0121 LOAD | STACK=[ 000a 0254 ]
0122 LOAD | STACK=[ 000a 00ba ]
0123 JFALSE 0000024d | STACK=[ 000a !0011 ]
0124 PUSH 00000059 | STACK=[ 000a !0011 ]
0125 MUL | STACK=[ 000a !0011 0059 ]
0126 PUSH 000010b0 | STACK=[ 000a !05e9 ]
0127 EQU | STACK=[ 000a !05e9 10b0 ] ; flag[1] * 0x59 == 0x5E9 ?
...
01d5 LOAD | STACK=[ 000a 0254 ]
01d6 LOAD | STACK=[ 000a 00c3 ]
01d7 JFALSE 0000024d | STACK=[ 000a !001a ]
01d8 PUSH 00000030 | STACK=[ 000a !001a ]
01d9 DIV | STACK=[ 000a !001a 0030 ]
01da PUSH 00000001 | STACK=[ 000a !0000 ]
01db EQU | STACK=[ 000a !0000 0001 ] ; flag[10] / 0x30 == 1 ?
...
The various constraints on the flag are now easy to see. And the last constraint shown for the tenth byte explains why there is more than one valid flag, the division by 0x30 being satisfied by more than one value.
Conclusion
In this blogpost, we illustrated two different reverse engineering approaches on an obfuscated binary, using QBDI and TritonDSE, two open source tools developed and maintained by my amazing team.
In this specific usecase, using TritonDSE and symbolic execution allowed us to quickly extract meaningful constraints, with minimal effort, allowing us to solve the challenge in under a minute. On the other hand, using QBDI demonstrated a more pragmatic, black-box approach. Even without fully understanding the VM internals, we exploited an observable side effect to recover the flag through brute force. While slower, this method remains robust and often easier to implement under time pressure, especially when dealing with VM.

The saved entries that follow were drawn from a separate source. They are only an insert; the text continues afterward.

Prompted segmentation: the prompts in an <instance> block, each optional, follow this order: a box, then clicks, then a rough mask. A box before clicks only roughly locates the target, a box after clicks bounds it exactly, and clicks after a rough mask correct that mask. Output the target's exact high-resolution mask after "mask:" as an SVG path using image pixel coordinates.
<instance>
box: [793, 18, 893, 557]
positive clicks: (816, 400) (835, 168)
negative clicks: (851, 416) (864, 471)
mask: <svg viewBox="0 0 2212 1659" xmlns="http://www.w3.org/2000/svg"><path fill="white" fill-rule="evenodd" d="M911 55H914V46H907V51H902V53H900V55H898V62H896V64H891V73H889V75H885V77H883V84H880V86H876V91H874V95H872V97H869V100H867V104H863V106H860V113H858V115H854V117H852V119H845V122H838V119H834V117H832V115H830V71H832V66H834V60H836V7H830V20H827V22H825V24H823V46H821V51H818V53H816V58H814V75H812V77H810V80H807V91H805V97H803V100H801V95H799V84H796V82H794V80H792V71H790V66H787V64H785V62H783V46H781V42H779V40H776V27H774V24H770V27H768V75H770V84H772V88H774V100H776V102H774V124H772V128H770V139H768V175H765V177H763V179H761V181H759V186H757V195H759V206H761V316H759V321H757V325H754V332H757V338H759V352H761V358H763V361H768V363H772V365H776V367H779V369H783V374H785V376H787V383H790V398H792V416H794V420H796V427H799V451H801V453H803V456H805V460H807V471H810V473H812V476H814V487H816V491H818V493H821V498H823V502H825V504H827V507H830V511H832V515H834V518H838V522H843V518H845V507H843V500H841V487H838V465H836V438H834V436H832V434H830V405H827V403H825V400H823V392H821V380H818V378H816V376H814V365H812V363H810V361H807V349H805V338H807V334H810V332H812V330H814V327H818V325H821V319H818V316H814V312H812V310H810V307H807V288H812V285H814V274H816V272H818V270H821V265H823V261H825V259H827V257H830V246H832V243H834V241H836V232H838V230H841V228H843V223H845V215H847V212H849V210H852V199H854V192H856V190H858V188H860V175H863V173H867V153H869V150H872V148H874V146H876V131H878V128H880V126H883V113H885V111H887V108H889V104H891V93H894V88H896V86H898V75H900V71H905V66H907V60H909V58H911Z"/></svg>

Beyond solving a challenge, the goal of this post was to provide concrete and reproducible examples of how our tools can be used in real-world reverse engineering scenarios. Whether it is for symbolic reasoning, emulation from snapshots, or lightweight instrumentation, both TritonDSE and QBDI offer powerful capabilities that are worth integrating into your toolbox. Hopefully, this walk-through gives you a solid starting point to experiment with these techniques on your own targets.